Reputation: 191
I do this a lot:
library(tidyverse)
iris %>%
group_by(Species) %>%
summarise(num_Species = n_distinct(Species)) %>%
mutate(perc_Species = 100 * num_Species / sum(num_Species))
So I would like to create a function that outputs the same thing but with dynamically named num_ and perc_ columns:
num_perc <- function(df, group_var, summary_var) {
}
I found this resource useful but it did not directly address how to reuse newly created column names in the way I want.
Upvotes: 2
Views: 223
Reputation: 25323
Another possible solution, which uses deparse(substitute(...))
to get the name of the function parameters as strings:
library(tidyverse)
f <- function(df, group_var, summary_var)
{
group_var <- deparse(substitute(group_var))
summary_var <- deparse(substitute(summary_var))
df %>%
group_by(!!sym(group_var)) %>%
summarise(!!str_c("num_", summary_var) := n_distinct(summary_var)) %>%
mutate(!!str_c("per_", summary_var) := 100 * !!sym(str_c("num_", summary_var)) / sum(!!sym(str_c("num_", summary_var))))
}
f(iris, Species, Species)
#> # A tibble: 3 × 3
#> Species num_Species per_Species
#> <fct> <int> <dbl>
#> 1 setosa 1 33.3
#> 2 versicolor 1 33.3
#> 3 virginica 1 33.3
Upvotes: 2
Reputation: 919
Are you sure n_distinct is what you want to do? In the case of the iris dataset, there are three Species - setosa, versicolor, virginica. Therefore, each species is 1/3 unique species. The Iris dataset is balanced in the sense that there are 50 of each species, so each species represents 1/3 of the data set but more generally this will not be the case.
A function with data masking will cover imbalanced datasets for you:
library(dplyr)
my_func <- function(df, var, percent){
df %>%
count({{var}}) %>%
mutate(percent = 100 * n/sum(n))
}
my_func(iris, Species, percent)
iris %>%
my_func(Species, percent) #or with pipe
Upvotes: 1
Reputation: 5956
What you can do is use as_label(enquo())
on your group_var
to extract variable passed as a character vector to generate your new columns. You can see a clear example of this is 6.1.3 in the linked document you sent. In this way, we can dynamically prepend num_
and perc_
to your summary variable, and just have to pass in df
and group_var
.
library(dplyr)
num_perc <- function(df, group_var) {
summary_lbl <- as_label(enquo(group_var))
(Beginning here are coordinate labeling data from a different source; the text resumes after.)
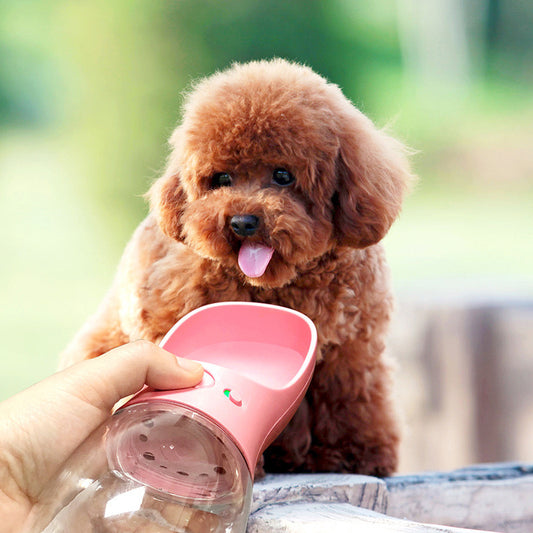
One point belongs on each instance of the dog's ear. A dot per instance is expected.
(167, 197)
(372, 176)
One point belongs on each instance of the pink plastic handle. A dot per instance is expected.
(258, 361)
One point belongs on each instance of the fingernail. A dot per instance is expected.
(189, 365)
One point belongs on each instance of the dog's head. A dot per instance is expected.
(271, 168)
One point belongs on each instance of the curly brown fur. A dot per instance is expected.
(324, 229)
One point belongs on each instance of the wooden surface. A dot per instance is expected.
(495, 497)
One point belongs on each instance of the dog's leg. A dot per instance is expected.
(345, 424)
(354, 426)
(101, 333)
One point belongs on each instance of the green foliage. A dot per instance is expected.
(90, 90)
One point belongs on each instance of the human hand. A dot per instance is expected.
(41, 427)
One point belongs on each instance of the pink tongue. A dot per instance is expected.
(254, 258)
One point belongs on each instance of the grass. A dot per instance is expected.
(59, 248)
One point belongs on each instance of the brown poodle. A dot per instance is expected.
(277, 190)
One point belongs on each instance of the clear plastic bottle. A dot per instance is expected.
(169, 469)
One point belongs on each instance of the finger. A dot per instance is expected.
(123, 371)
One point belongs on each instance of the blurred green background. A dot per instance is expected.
(90, 91)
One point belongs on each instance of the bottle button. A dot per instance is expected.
(235, 398)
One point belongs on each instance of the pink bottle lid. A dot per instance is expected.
(258, 361)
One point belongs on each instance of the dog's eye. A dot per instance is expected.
(282, 177)
(221, 179)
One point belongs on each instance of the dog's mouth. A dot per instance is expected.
(254, 258)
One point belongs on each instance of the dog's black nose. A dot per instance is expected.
(244, 225)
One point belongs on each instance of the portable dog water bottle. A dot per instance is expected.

num_lbl <- paste0("num_", summary_lbl)
perc_lbl <- paste0("perc_", summary_lbl)
df %>%
group_by({{ group_var }}) %>%
summarize(!!num_lbl := n_distinct({{ group_var }})) %>%
mutate(!!perc_lbl := 100 * .data[[num_lbl]] / sum(.data[[num_lbl]]))
}
num_perc(iris, Species)
#> # A tibble: 3 × 3
#> Species num_Species perc_Species
#> <fct> <int> <dbl>
#> 1 setosa 1 33.3
#> 2 versicolor 1 33.3
#> 3 virginica 1 33.3
In this case where group_var
and summary_var
actually differ, it's the same solution essentially.
num_perc <- function(df, group_var, summary_var) {
summary_lbl <- as_label(enquo(summary_var))
num_lbl <- paste0("num_", summary_lbl)
perc_lbl <- paste0("perc_", summary_lbl)
df %>%
group_by({{ group_var }}) %>%
summarize(!!num_lbl := n_distinct({{ summary_var }})) %>%
mutate(!!perc_lbl := 100 * .data[[num_lbl]] / sum(.data[[num_lbl]]))
}
num_perc(iris, Species, Species)
Upvotes: 6